GESP – Groupement des Entreprises de Services à la Personne

Mme La Ministre,

Je me permets de vous faire parvenir un article qui est paru le 12 avril
dernier dans un quotidien local. Comme vous pouvez le lire, et comme nous
l’avions porté à votre connaissance lors de notre réunion du 19 Février
dernier,  la cohabition des deux régimes, Agrément et Autorisation, entraine
des dérives d’élus locaux. Certains  réinventent le droit français et les
valeurs républicaines. Ils se comportent, agissent et ont des propos dignes
d’un régime totalitaire et dictatorial.  En effet, Mme la Député NEUVILLE ,
Présidente de la commission des PA/PH du Conseil Général  des Pyrénées
Orientales dit que les entreprises peuvent être autorisées mais que tout
manière le but lucratif n’a pas sa place dans ce secteur. De ce fait la
possibilité d’être autorisé est nulle ou alors il y aurait clairement une
volonté de nuire à l’entreprise.

Le GESP tient également à clarifier quelques points :

–  La transparence : Une PME a obligation de publier ses comptes
chaque année, toute personne  peut facilement les consulter. Cela n’est pas
le cas pour les associations.

– La bonne gestion de l’argent public : Prenons comme exemple mon
entreprise soumise à l’ensemble des taxes commerciales. Du fait de son
activité, en 2012, elle a versé 280 000 euros de taxes à la  collectivité là
où si elle avait été une association elle aurait  contribué qu’à 83 000
euros du fait de la taxe sur les salaires.

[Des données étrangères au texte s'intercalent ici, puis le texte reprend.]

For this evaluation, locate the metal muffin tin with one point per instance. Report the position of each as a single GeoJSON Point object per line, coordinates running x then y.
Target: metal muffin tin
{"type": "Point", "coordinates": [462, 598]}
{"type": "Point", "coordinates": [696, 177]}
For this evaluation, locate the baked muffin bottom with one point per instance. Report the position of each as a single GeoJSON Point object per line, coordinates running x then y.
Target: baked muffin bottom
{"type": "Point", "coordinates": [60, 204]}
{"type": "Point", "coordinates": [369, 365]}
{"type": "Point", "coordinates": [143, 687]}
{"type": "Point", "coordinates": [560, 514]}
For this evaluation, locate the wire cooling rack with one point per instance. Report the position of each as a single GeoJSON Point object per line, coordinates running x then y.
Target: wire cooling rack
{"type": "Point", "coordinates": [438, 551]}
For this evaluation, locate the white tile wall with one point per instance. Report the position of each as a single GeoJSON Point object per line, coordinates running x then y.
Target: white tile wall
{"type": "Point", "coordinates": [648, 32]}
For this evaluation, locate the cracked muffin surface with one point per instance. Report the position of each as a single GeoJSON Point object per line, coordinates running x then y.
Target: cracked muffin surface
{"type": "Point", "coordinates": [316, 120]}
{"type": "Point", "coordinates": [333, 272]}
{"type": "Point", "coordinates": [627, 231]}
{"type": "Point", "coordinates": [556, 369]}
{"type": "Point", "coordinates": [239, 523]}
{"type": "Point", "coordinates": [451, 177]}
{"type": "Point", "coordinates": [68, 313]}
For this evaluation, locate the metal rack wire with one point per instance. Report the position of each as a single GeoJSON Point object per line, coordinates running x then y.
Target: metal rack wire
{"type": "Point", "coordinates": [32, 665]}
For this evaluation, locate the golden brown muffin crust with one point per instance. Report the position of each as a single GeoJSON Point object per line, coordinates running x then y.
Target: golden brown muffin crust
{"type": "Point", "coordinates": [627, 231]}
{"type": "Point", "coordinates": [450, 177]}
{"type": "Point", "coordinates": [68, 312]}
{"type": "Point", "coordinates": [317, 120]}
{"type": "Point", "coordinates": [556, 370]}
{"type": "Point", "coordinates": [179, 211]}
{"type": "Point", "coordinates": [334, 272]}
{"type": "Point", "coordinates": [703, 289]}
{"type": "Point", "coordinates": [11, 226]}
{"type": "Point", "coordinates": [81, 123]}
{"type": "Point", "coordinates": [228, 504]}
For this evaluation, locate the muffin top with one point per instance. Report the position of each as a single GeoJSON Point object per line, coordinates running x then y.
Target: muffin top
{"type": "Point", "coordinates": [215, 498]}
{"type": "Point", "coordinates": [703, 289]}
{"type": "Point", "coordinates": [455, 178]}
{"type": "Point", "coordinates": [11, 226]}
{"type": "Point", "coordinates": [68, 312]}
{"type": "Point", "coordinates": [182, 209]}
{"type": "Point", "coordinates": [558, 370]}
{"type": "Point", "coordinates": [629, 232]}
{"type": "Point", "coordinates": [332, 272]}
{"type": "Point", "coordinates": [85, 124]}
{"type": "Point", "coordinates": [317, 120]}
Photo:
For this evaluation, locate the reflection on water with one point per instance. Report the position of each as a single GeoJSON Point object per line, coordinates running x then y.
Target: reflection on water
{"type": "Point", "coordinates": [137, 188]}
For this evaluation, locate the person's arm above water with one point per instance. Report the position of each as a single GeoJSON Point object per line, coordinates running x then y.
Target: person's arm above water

– Suppression du libre choix : Pour une association participation
du Conseil Général à 18,50 euro, pour une  Entreprises participation du
Conseil Général à 16,30 euros soit  un surcout du service associatif de
13,5% pour le même service rendu.

–  Petite association : Dans les Pyrénées Orientales,  l’ADMR 700
salariés, Joseph Sauvy 1500 salariés etc.… On retrouve les mêmes similitudes
dans les autres départements, les éléphants associatifs.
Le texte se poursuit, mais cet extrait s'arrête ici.